“怎么了”
薛文今天打扮很休閑,襯衫長褲,外套是淺灰色,頭上還戴著一頂棒球帽,胸口還有某個品牌o的胸針,整個人看起來青春洋溢。
“我有個朋友今天辦畫展,一個人去太孤獨,所以學弟你能不能陪我去看。”
“可以。”朝殊想了想自己沒什么事,答應了下來。
薛文的臉上浮現喜悅的神色,很快朝殊坐著薛文的車,從學校離開。
不過朝殊余光瞥向后視鏡,發現有一輛黑車跟著他們身后,起初朝殊沒有得當一回事,可是在經歷五個紅綠燈后,朝殊抿起唇。
薛文正悠哉悠哉地打著方向盤,剛好遇到紅燈,車停下來,他就聽到朝殊說,“學長,這是你新開的車嗎”
“對,賓利最新款。”薛文聽朝殊問起自己的車,開心的跟他說細節這個車的牌子和性能。
朝殊安靜地聽著,聽得差不多,好奇地問他,“我可以試試嗎”
“可以。”薛文想也沒想地同意,很快他們下車換了位置。
等朝殊坐上駕駛位后,剛好綠燈亮起,薛文剛想問,“學弟,你什么時候拿的駕照”
“一個月前。

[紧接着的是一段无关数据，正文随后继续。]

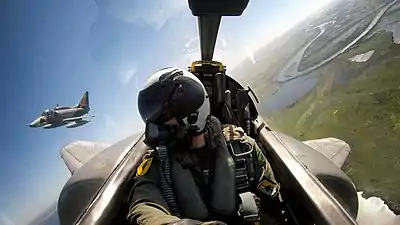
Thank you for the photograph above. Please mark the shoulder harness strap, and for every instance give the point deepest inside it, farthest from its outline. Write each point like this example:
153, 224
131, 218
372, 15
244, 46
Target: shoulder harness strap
242, 152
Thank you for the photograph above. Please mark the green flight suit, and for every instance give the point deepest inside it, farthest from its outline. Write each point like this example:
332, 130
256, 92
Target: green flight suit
147, 204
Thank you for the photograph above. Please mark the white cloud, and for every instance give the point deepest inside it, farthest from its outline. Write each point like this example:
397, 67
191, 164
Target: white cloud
4, 220
110, 123
126, 74
154, 13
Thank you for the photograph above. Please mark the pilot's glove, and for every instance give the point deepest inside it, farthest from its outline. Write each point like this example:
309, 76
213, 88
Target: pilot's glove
195, 222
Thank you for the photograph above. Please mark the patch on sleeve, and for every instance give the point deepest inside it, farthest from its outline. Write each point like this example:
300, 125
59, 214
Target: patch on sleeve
233, 133
144, 165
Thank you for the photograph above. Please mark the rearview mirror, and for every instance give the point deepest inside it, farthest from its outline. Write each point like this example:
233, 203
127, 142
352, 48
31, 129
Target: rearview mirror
218, 7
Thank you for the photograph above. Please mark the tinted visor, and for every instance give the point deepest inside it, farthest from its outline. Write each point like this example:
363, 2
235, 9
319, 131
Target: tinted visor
165, 100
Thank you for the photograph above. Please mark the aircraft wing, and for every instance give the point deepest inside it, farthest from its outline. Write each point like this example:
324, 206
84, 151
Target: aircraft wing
77, 153
334, 149
75, 118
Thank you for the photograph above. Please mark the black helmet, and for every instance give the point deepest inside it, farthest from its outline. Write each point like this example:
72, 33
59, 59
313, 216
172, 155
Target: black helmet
175, 93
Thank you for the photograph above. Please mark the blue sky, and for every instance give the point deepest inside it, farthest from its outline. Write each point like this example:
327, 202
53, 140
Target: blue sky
53, 51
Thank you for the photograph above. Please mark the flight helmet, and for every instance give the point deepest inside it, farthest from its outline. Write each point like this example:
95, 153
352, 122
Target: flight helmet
175, 93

”
“什么”
薛文慌張起來,一個月才拿駕照,這技術會不會,他還來不及多想,安全帶都還沒有綁好,只聽一聲,“咻”汽車迅速地往前開,然后不斷變化速度,轉彎。
這熟練快速的技術,讓薛文差點吐在車上,趕緊打開車窗,可是外面凌厲的風聲刮得他耳根子疼。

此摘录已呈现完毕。